Signal processing and spectral modeling for the BeEST experiment

TL;DR

The paper details the development of advanced signal processing and spectral modeling techniques for the BeEST experiment, which aims to detect heavy neutrino states through nuclear decay measurements, utilizing a scaled sensor array and improved data acquisition.

Contribution

It introduces robust, automated spectral fitting procedures tailored for large data sets in the BeEST experiment's Phase-III, enhancing sensitivity to new physics.

Findings

Successful scaling to a 36-pixel sensor array

Development of automated spectral fitting procedures

Preparation for unblinded data analysis to search for new physics

Abstract

The Beryllium Electron capture in Superconducting Tunnel junctions (BeEST) experiment searches for evidence of heavy neutrino mass eigenstates in the nuclear electron capture decay of $^7$Be by precisely measuring the recoil energy of the $^7$Li daughter.
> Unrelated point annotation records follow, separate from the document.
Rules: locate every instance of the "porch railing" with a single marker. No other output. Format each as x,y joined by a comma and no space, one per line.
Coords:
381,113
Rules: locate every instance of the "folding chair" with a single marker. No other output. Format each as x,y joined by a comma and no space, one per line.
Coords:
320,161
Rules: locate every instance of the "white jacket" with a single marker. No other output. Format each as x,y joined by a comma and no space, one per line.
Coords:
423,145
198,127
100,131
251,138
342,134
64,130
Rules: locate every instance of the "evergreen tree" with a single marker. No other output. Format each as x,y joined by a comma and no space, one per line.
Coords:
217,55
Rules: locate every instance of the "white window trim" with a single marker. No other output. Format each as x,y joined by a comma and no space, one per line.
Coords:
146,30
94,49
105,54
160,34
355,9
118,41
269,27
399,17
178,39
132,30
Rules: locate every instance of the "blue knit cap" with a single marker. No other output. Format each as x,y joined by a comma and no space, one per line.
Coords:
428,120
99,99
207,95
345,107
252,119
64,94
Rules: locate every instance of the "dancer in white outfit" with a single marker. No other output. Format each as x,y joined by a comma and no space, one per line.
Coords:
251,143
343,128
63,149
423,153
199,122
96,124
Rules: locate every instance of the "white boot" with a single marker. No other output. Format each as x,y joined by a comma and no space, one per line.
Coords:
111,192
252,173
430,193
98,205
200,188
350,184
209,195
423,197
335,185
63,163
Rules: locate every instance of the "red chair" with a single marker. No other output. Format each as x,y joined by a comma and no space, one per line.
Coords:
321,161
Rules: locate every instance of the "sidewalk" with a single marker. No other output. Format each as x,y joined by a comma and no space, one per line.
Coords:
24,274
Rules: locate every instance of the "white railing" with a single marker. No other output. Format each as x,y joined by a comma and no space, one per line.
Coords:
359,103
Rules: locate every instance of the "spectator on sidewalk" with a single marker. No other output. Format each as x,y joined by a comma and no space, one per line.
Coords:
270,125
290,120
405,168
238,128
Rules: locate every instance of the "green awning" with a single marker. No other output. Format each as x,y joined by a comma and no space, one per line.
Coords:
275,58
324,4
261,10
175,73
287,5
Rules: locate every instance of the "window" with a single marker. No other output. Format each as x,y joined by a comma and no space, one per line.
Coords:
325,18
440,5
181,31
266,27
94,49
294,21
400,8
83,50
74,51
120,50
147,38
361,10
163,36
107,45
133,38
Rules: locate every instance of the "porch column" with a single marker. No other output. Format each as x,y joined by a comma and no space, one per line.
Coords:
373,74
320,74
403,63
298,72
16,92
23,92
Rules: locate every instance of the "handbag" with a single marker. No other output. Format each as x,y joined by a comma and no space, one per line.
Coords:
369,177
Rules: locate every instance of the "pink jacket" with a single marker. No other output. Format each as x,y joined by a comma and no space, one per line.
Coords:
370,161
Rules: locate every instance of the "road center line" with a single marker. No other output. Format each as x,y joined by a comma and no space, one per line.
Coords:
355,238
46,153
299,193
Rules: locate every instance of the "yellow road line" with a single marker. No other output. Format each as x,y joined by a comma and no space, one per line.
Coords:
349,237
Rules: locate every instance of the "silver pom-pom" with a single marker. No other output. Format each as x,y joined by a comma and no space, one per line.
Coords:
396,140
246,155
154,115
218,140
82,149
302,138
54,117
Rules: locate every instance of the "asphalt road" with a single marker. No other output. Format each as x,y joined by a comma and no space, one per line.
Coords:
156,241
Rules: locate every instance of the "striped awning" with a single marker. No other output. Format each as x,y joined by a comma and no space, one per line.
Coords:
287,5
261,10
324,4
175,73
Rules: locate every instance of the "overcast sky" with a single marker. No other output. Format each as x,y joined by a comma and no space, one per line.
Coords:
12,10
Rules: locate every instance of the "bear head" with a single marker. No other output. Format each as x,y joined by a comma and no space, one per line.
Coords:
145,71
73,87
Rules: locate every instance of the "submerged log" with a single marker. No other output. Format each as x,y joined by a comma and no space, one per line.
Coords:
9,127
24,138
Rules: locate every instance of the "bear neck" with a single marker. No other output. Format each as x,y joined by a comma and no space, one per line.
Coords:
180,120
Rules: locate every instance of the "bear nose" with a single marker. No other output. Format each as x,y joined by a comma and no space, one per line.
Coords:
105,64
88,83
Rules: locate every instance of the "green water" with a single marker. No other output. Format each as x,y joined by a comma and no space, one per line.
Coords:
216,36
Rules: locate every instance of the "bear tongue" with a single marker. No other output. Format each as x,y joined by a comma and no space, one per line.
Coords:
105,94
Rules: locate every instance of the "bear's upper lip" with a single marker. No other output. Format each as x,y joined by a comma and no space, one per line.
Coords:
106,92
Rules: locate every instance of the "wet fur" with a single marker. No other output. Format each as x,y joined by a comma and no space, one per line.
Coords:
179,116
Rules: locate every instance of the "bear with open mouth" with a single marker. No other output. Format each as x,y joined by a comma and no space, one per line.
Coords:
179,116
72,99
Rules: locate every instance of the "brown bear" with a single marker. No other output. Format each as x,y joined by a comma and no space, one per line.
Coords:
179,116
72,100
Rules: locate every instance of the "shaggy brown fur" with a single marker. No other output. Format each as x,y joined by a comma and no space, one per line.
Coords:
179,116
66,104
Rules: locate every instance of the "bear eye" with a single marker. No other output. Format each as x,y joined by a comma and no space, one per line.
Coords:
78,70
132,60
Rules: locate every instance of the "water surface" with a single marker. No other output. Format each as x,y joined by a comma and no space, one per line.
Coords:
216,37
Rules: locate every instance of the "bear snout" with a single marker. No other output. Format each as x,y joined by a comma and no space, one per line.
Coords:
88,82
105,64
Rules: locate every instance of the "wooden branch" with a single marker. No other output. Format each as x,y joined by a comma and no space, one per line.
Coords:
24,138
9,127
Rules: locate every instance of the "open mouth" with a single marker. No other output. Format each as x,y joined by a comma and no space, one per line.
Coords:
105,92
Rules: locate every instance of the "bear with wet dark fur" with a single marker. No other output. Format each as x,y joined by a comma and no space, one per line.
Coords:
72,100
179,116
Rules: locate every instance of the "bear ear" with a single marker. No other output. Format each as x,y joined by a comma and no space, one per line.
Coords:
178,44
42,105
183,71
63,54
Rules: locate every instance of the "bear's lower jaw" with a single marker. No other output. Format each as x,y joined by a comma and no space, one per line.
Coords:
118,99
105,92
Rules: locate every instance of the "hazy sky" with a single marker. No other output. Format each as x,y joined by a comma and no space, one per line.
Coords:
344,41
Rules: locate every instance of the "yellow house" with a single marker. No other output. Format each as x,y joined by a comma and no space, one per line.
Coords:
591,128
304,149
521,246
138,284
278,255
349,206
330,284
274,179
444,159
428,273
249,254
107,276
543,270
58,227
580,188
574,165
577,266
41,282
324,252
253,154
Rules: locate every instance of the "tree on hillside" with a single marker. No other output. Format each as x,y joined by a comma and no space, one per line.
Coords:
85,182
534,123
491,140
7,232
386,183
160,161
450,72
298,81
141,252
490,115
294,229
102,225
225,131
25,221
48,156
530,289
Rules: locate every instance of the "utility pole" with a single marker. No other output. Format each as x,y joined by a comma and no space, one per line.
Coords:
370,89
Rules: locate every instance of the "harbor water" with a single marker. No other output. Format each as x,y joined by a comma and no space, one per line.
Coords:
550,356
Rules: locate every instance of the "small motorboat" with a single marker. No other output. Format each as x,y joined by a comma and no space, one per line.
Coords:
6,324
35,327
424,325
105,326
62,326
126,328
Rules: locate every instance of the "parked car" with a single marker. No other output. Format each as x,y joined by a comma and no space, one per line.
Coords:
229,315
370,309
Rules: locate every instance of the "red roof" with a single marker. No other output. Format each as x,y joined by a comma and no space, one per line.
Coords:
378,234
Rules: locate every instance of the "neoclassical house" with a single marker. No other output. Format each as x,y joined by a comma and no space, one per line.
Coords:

In Phase-III, the BeEST experiment has been scaled from a single superconducting tunnel junction (STJ) sensor to a 36-pixel array to increase sensitivity and mitigate gamma-induced backgrounds. Phase-III also uses a new continuous data acquisition system that greatly increases the flexibility for signal processing and data cleaning. We have developed procedures for signal processing and spectral fitting that are sufficiently robust to be automated for large data sets. This article presents the optimized procedures before unblinding the majority of the Phase-III data set to search for physics beyond the standard model.